Teams will then use this list of words to generate several text files described below:

allwords.txt
This text file will contain every word in the novel in lower case without punctuation. Each word will be placed on its own line in the text file. This will include duplicate words.

uniquewords.txt
This text file will contain every unique word in the novel. For our purposes, that is every word that appears only once in the novel. To do this, you will need to count occurrences of all words that appear in the novel. Any word that has an occurrence of 1 will be added to the text file on its own line.

I recommend using a defaultdict to help do this. Default dictionaries will automatically add new key/value pair when a new key is used. In this case, you might create a defaultdict where the key is the word itself (a string) and the value is the number of times it's been seen (an int). The value would then increment as the list of all words is traversed.

wordfrequency.txt
This text file will map frequency of words to the number of words with that frequency. Word frequency is the number of occurrences for a given word in a body of text. For example, we would expect words like "a" and "the" to have higher frequencies than context-specific words like "proletariat" or "cosmosphere."
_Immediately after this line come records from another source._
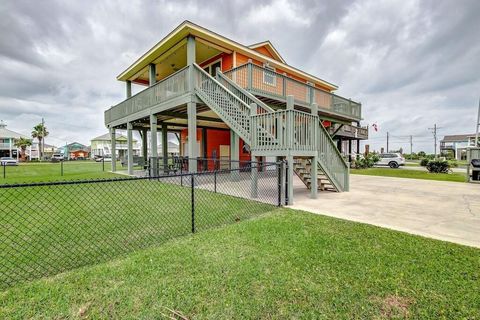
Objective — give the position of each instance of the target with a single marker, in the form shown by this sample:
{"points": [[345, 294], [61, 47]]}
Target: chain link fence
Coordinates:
{"points": [[48, 228]]}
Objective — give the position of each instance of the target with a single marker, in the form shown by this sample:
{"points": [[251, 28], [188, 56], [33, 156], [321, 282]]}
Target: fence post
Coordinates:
{"points": [[279, 181], [215, 180], [193, 202], [181, 172]]}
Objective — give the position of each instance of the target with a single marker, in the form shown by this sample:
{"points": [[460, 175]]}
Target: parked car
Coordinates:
{"points": [[393, 160], [8, 161], [106, 158], [57, 157]]}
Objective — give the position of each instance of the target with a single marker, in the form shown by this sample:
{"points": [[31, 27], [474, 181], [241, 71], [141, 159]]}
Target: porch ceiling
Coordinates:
{"points": [[175, 59]]}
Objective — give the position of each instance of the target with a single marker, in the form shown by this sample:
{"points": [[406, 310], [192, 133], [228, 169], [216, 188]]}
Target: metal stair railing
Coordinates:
{"points": [[243, 94], [232, 110], [331, 161]]}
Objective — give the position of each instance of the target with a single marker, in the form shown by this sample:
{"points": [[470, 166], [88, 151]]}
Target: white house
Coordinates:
{"points": [[7, 142]]}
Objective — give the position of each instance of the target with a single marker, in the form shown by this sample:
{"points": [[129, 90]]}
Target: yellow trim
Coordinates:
{"points": [[270, 49], [188, 28]]}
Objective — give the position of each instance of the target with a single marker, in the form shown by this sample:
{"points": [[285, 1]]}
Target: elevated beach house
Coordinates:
{"points": [[225, 99]]}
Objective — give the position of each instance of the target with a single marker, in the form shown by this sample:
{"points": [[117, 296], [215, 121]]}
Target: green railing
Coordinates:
{"points": [[171, 87], [331, 160], [291, 130], [264, 82]]}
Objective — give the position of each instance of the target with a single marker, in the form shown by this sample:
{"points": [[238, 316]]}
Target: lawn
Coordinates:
{"points": [[283, 264], [48, 171], [411, 174], [53, 228]]}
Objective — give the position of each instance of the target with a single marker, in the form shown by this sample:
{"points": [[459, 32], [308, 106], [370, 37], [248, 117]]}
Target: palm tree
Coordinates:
{"points": [[23, 143], [40, 132]]}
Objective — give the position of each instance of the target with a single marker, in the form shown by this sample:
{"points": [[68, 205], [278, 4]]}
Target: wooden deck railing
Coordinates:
{"points": [[171, 87], [284, 130], [270, 84]]}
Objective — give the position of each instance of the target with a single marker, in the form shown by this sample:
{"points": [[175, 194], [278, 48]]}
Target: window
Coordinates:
{"points": [[269, 76], [212, 67]]}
The format of the each line in this file will be:
frequency: number of words with that frequency

For example, if there are 7000 words that appear once in the text, and 50 words that appear 20 times in the text, we would record that as:
1: 7000
20: 50

This data should be sorted based on frequency in increasing values. Note that a defaultdict can also help with the frequency counting (frequency is key, number of words with that frequency is value).

Online Word Cloud
Groups will take their allwords.txt file and use it to generate a word cloud on Word Clouds. Groups are encouraged to play with the color and font settings in order to explore concepts of typography. Once the group is satisfied with the word cloud's appearance, they will save it as novelname_wordcloud.png for submission with their project. Note that if your browser has issues downloading the image using the program's save feature, you can take a screen shot of the word cloud and use that as your png.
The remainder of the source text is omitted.